Corn basis the December front month contract (CZ12) has been trading between 7.05 and 7.75 for the past month. On a short and intermediate term basis several momentum studies are in neutral setups. CZ12 needs to find buyers in the 732 -734 area or a retest of the 7.22 level may occur before buyers reappear. A close below 7.32 would bode poorly for CZ12 and a retest of 7.05 would not be out of the question. Should buyers appear in the 7.32-7.34 initial resistance comes in around 7.60-7.63 and then 7.70-7.77.

Corn Futures Broker, May 6, 2012

On the back of strong export market demand, Gulf basis levels were trading significantly above the corn futures in Chicago on Friday. CME May corn futures (CK12), which goes off the board May 14th, has traded up 70 cents from $6.00 thirteen days ago to an intraday high on Friday at 6.74, before closing the week at $6.62. During the same period July corn (CN12) has only rallied 26 cents from the low on April 18, 2012. CN12’s outside reversal day to the upside on Friday looks like the contract may have further potential on the upside. One of the risks to several commodity trades next week will be how the U.S. Dollar trades in reaction to the French and Greek elections. The outcomes may result in a risk off environment for markets in general.

If CN12 has further upside, initial support for the contract should come in around 6.08 and then $6.00. A break below 5.92 would potentially negate the view outlined above, which is based on the positive supply and export demand story for old crop corn.
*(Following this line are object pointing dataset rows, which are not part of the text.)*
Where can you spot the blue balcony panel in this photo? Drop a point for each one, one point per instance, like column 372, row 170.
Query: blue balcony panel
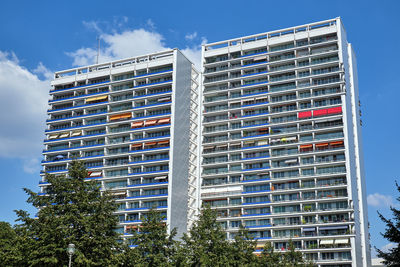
column 86, row 85
column 256, row 214
column 136, row 185
column 255, row 203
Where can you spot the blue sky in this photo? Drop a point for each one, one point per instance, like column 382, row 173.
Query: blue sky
column 38, row 37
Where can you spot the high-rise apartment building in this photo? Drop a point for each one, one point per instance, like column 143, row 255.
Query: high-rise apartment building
column 281, row 141
column 134, row 122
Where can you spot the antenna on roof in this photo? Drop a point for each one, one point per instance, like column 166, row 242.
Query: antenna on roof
column 98, row 49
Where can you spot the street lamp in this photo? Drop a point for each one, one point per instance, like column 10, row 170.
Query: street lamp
column 70, row 251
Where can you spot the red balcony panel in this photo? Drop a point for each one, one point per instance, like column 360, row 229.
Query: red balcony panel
column 304, row 114
column 320, row 112
column 337, row 110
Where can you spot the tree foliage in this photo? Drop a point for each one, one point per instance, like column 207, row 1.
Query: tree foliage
column 206, row 244
column 392, row 234
column 153, row 245
column 72, row 211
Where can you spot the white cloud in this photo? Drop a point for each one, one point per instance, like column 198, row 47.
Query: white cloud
column 42, row 70
column 23, row 103
column 191, row 36
column 387, row 247
column 130, row 43
column 378, row 200
column 120, row 45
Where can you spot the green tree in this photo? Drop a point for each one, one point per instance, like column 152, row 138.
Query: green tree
column 392, row 234
column 153, row 245
column 72, row 211
column 206, row 244
column 10, row 253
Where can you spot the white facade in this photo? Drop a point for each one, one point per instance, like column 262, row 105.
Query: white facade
column 281, row 141
column 134, row 123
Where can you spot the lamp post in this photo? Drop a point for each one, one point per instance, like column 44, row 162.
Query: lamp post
column 70, row 251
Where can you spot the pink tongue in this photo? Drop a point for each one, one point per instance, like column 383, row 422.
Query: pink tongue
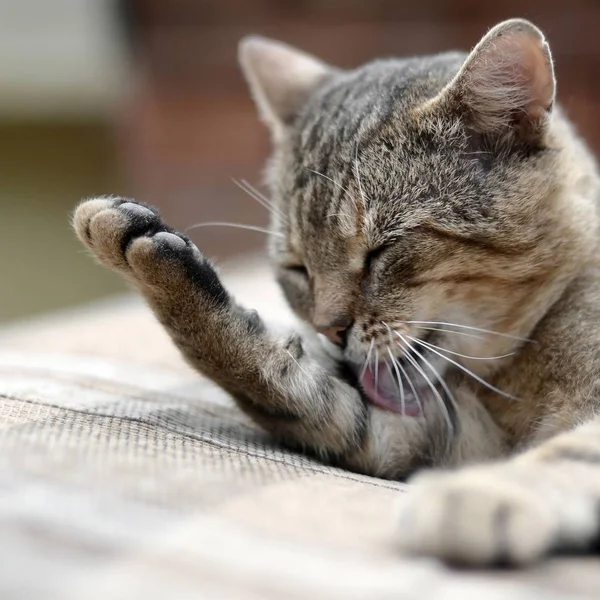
column 383, row 391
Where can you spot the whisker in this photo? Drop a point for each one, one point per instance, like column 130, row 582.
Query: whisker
column 357, row 174
column 438, row 397
column 463, row 333
column 442, row 383
column 467, row 355
column 399, row 379
column 262, row 200
column 410, row 383
column 463, row 368
column 329, row 179
column 298, row 364
column 471, row 327
column 260, row 197
column 376, row 371
column 367, row 360
column 236, row 225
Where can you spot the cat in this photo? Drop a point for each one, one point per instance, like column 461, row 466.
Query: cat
column 434, row 224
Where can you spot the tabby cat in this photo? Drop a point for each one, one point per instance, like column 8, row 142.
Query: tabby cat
column 435, row 220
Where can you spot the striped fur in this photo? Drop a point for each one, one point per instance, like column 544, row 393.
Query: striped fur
column 411, row 192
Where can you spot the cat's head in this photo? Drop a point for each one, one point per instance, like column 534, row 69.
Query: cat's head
column 412, row 193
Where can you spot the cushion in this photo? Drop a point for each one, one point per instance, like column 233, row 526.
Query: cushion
column 125, row 474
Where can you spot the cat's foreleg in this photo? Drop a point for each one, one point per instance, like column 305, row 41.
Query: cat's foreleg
column 544, row 500
column 274, row 380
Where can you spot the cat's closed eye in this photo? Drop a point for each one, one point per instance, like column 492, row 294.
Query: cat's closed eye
column 299, row 270
column 373, row 255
All eyes will be on the USDA Crop Production report scheduled for May 10, 2012 

March 13, 2012

Commodity Broker, Van Commodities, Inc.

Corn futures prices were mixed today on the Chicago Mercantile Exchange, with old-crop months supported by tight supplies and confirmation of yesterday’s rumored 240,000 ton sale of US corn. Old crop’s powerful rally, since the reversal low on Fridays perceived negative USDA Supply Demand Report, has taken the July Corn contract (CN12) back up to trend line resistance around 6.65. CN12 twenty-nine cent rally from Fridays low to today’s high led to some profit taking going into the closing bell.

The narrowing trading range for CN12 appears to be 6.30-6.70. With a strong basis and backwardation still working for old crop, CN12 appears to have good support below the market. A move above 670-673 could give CN12 a boost toward 6.95 and higher.